Sam Altman, the chief executive of ChatGPT-maker OpenAI, is reportedly willing to hand the US government a slice of his company — but only under certain conditions.

According to Fox News (and matching coverage from AOL.com), Altman wants to negotiate a 5% stake in OpenAI for the United States, contingent on the company's competitors agreeing to a key provision. In other words, the offer is not unconditional: rival AI firms would need to sign on to the same terms before Altman moves ahead.

Yahoo Finance frames the same development slightly differently, reporting that OpenAI would offer the Trump administration a 5% equity stake, and that other AI firms could follow suit. That detail suggests the arrangement is being floated not as a one-off, but as a potential template for how leading artificial intelligence companies might tie themselves to the federal government.
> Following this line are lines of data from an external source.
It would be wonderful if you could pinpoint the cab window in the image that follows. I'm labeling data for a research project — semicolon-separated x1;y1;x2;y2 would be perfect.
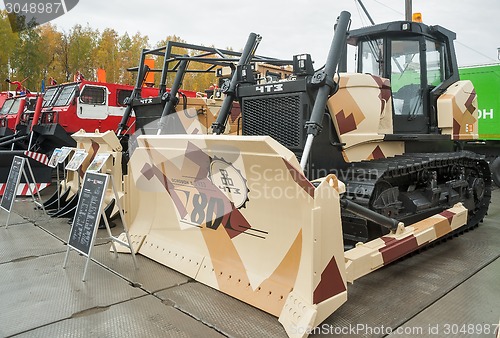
54;85;77;107
80;86;106;105
359;39;384;76
116;89;132;107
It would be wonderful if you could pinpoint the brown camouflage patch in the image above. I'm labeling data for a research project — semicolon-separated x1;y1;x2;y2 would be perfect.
283;159;315;198
379;235;418;265
313;257;346;304
371;146;385;160
335;110;356;135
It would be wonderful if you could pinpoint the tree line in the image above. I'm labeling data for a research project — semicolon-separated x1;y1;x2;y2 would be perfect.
0;10;219;91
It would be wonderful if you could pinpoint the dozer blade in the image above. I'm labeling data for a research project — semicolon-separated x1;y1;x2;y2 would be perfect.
125;135;347;337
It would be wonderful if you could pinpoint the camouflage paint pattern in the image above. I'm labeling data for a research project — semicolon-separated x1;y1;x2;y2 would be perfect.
328;73;404;162
437;80;478;140
126;135;347;336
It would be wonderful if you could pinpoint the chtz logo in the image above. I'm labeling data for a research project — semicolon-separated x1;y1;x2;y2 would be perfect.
210;159;248;209
255;83;283;94
3;0;79;32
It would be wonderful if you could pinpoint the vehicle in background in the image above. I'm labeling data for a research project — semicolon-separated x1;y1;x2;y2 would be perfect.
459;64;500;186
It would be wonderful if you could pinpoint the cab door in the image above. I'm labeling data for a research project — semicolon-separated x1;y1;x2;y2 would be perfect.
77;84;109;120
389;39;429;134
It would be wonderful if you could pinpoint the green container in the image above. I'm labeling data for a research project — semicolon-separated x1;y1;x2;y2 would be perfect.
459;64;500;140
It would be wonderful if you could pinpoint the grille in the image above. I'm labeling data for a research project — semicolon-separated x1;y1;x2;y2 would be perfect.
242;94;303;148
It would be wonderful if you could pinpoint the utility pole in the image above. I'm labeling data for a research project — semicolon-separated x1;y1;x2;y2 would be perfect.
405;0;413;21
358;0;375;25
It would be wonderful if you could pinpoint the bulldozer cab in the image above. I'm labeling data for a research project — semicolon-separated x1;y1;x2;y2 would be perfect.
348;21;459;134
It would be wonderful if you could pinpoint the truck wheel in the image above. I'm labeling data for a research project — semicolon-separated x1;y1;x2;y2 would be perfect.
490;157;500;187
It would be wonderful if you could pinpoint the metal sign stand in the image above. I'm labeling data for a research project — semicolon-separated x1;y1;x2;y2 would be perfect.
0;156;46;228
103;175;137;270
63;172;137;282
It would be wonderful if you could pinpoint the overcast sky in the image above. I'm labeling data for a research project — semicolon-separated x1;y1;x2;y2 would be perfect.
2;0;500;68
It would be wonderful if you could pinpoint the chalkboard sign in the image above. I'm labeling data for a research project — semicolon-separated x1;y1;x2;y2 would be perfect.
0;156;26;212
68;172;108;256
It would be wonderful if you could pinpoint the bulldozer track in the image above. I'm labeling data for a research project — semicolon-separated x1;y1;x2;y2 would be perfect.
342;151;491;246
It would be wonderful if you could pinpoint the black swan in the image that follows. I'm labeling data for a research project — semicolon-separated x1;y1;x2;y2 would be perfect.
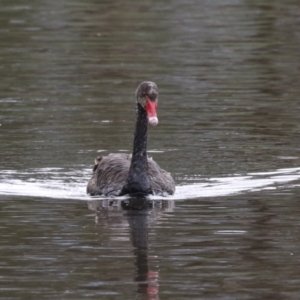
87;81;175;196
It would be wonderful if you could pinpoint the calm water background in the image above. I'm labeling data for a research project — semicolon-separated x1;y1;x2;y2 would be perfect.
0;0;300;299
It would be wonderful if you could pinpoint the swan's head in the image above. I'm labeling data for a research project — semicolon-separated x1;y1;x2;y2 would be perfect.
135;81;158;126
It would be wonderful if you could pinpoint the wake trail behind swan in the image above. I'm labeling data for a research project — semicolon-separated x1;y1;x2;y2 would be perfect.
0;168;300;200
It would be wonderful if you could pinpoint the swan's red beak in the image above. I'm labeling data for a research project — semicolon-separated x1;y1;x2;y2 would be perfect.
146;98;158;126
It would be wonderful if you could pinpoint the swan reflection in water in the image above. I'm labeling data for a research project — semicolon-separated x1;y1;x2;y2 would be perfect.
88;198;174;300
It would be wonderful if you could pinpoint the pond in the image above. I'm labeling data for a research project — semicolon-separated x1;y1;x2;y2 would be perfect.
0;0;300;300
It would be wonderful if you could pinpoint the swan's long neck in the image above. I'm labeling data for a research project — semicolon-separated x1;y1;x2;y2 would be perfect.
121;103;152;195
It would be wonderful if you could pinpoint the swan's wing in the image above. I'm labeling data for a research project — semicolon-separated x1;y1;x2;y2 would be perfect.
148;158;175;196
87;153;131;196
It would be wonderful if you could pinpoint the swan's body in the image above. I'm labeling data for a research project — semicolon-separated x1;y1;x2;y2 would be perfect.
87;81;175;196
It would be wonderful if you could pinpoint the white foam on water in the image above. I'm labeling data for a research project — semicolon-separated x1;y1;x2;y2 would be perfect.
0;168;300;200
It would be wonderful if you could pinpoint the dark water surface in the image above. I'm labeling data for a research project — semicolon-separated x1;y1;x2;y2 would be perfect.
0;0;300;300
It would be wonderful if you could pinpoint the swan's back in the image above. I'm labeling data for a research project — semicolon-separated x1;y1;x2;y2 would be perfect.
87;153;175;196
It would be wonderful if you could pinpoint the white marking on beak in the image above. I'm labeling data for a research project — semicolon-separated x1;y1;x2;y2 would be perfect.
148;117;158;126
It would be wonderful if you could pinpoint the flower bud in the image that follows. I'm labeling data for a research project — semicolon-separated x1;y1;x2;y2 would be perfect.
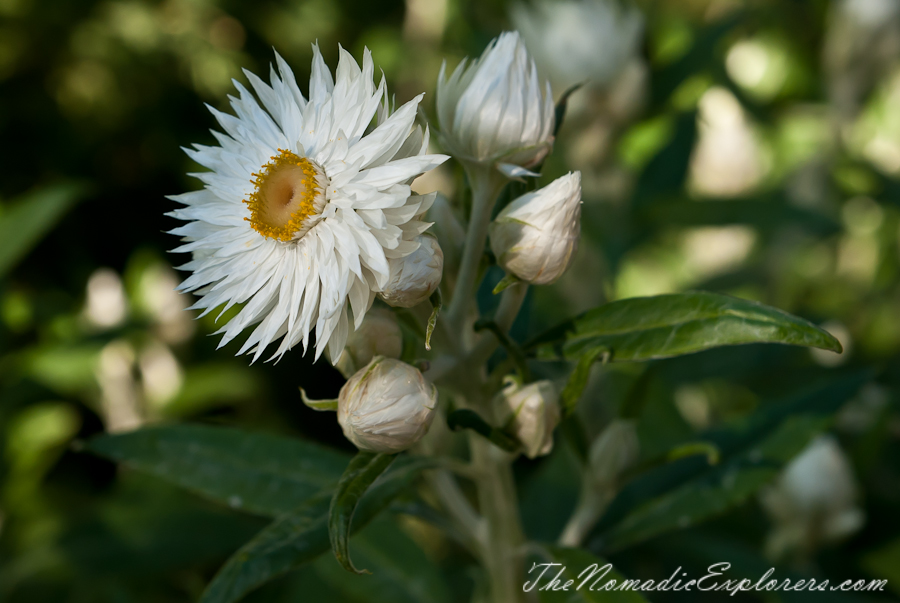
334;308;403;379
379;234;444;308
511;0;644;88
494;381;559;459
437;32;555;176
760;436;865;558
337;356;437;454
490;172;581;285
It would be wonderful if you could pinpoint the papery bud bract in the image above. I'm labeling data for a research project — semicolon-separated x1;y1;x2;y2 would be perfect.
511;0;644;88
494;381;559;459
760;436;865;558
379;234;444;308
437;32;555;175
490;172;581;285
337;356;437;454
334;308;403;378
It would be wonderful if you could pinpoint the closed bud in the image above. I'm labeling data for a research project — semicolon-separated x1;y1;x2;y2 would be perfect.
494;381;559;459
760;436;865;558
337;356;437;454
437;32;555;176
587;419;640;492
334;308;403;379
379;234;444;308
490;172;581;285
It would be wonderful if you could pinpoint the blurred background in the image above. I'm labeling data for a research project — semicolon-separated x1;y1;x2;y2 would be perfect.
0;0;900;603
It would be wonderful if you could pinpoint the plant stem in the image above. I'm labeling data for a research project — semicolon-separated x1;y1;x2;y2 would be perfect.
446;165;506;332
470;435;524;603
427;469;485;554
The sources available here are brief and do not spell out what the "key provision" is, how such a stake would be structured, or whether the government has responded. Those specifics remain unconfirmed in the reporting provided.

Still, the basic idea is striking. It would be unusual for the US government to hold an ownership position in one of the most valuable private companies in the fast-moving AI industry, and doing so would blur the usual line between regulator and shareholder.

Why it matters: if a government takes an equity stake in the very AI companies it is meant to oversee, the terms of that deal could reshape how power, profit, and public accountability are shared in the technology expected to define the coming decade.